A Brief History of SSL

SSL was originally developed as a strategic business move by Netscape Communications, now a subsidiary of AOL Time Warner. Netscape wanted to gain a competitive advantage through the use of security. Netscape was in the midst of partnering to open up an online shopping mall and portal site. The use of SSL would give Netscape an advantage over other e-commerce sites that were not cryptographically enabled.

The first version of SSL was 1.0, but the protocol was not publicly released until version 2.0, which shipped with Netscape Navigator 1 and 2. Of course, a Web browser by itself cannot set up an SSL connection. A computer must be at the other end as well. Netscape also integrated SSL support into its Web servers so that the browser and server together could set up the secure SSL tunnel. At the time, Netscape had the market covered because it was the only one with both SSL-enabled browsers and servers.
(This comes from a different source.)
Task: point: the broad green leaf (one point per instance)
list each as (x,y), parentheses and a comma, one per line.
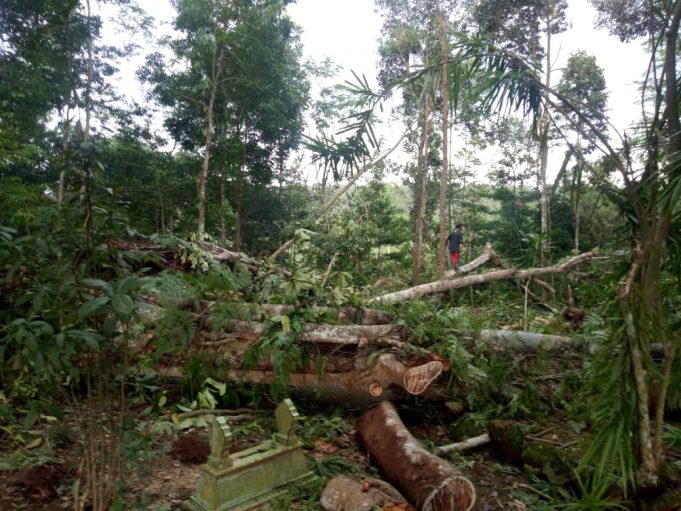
(92,306)
(122,304)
Several shortcomings were found in SSL v2.0. In response, Microsoft created a similar protocol named PCT, which was designed to overcome the shortcomings of SSL v2.0 and give Microsoft its own advantage in the cryptographically enabled browser market. Aware of the advances made by PCT, Netscape worked to release SSL version 3.0, which has become the most popular cryptographic protocol for Web browsers and Web servers in use today. The SSL v3.0 protocol has become the basis for the Internet Engineering Task Force (IETF), the formal group that governs standards for use across the Internet to use in their secure protocol development.